Elisabeth A. Jones, University of Washington. “Constructing the Universal Library” (2014)

Ellen Marie Pozzi, Rutgers University. “The Public Library in an Immigrant Neighborhood: Italian Immigrants’ Information Ecologies in Newark, NJ, 1889-1919” (2013)

Congratulations to Dr. Intrator for the award, and to the other scholars for their superb work and for adding to the body of knowledge in library history. Thank you Phyllis Dain Dissertation Award Committee for your hard work in reading through these excellent submissions and making the difficult decision of choosing a winner. Committee members include:

Barry W. Seaver (Chair, July 1, 2013, to July 1, 2015)
Tanya Ducker Finchum (Member, July 1, 2013, to July 1, 2015)
Tom P. Glynn (Member, July 1, 2013, to July 1, 2015)
Mr. David Brett Spencer (Member, July 1, 2013, to July 1, 2015)
Rudolph Rose (Staff Liaison, July 1, 2010, to June 30, 2015)

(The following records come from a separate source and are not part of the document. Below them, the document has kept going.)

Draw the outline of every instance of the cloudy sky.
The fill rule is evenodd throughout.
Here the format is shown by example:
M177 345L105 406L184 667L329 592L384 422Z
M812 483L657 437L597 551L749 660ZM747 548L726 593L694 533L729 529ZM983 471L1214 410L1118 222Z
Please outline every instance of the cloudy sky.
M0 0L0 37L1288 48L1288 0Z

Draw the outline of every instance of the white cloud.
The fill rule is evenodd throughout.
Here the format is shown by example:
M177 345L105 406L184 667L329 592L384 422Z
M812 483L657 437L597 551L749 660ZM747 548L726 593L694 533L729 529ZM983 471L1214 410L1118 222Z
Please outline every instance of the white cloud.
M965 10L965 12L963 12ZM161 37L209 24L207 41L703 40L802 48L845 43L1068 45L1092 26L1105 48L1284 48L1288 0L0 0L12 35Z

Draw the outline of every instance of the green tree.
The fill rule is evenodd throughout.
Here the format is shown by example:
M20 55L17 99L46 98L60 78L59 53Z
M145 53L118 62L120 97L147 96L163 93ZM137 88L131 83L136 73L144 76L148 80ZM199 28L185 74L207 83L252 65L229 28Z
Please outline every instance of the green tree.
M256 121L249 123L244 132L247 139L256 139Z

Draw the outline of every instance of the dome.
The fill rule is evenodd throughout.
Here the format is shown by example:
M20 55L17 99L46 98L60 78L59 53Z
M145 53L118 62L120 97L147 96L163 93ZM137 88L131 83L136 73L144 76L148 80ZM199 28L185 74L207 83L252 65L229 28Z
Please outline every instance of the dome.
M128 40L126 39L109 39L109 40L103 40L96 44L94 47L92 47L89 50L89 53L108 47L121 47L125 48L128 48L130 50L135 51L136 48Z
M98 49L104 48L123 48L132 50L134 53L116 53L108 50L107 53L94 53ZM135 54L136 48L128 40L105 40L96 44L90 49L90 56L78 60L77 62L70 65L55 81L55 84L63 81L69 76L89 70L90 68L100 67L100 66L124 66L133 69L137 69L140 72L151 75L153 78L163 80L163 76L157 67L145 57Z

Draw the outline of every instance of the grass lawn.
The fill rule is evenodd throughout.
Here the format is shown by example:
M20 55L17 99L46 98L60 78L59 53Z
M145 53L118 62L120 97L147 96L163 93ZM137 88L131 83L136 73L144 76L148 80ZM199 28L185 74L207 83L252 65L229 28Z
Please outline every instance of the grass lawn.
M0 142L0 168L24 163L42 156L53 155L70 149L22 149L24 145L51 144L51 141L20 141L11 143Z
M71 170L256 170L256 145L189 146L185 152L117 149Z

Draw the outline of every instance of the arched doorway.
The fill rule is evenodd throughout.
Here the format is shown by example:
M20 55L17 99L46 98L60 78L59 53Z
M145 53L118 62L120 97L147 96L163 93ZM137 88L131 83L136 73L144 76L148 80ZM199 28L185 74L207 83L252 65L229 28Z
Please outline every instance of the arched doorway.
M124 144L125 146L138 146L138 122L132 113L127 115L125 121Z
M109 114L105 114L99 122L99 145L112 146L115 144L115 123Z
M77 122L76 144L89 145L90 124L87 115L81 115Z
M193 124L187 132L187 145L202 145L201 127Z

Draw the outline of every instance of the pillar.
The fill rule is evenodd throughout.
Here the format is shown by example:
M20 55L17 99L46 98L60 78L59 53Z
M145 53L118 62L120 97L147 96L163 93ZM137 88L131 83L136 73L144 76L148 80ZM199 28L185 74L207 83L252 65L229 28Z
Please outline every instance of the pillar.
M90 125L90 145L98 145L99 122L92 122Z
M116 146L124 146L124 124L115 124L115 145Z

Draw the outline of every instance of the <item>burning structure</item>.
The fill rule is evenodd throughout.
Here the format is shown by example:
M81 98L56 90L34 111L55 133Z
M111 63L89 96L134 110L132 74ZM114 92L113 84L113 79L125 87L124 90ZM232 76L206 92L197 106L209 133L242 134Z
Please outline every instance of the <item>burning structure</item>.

The Library History Round Table of the American Library Association (ALA) sponsors the biennial Phyllis Dain Library History Dissertation Award. The award is offered only in odd-numbered years. The award, named in honor of a library historian widely known as a supportive advisor and mentor as well as a rigorous scholar and thinker, recognizes outstanding dissertations in English in the general area of library history. Five hundred dollars and a certificate are given for a selected dissertation that embodies original research on a significant topic relating to the history of libraries during any period, in any region of the world.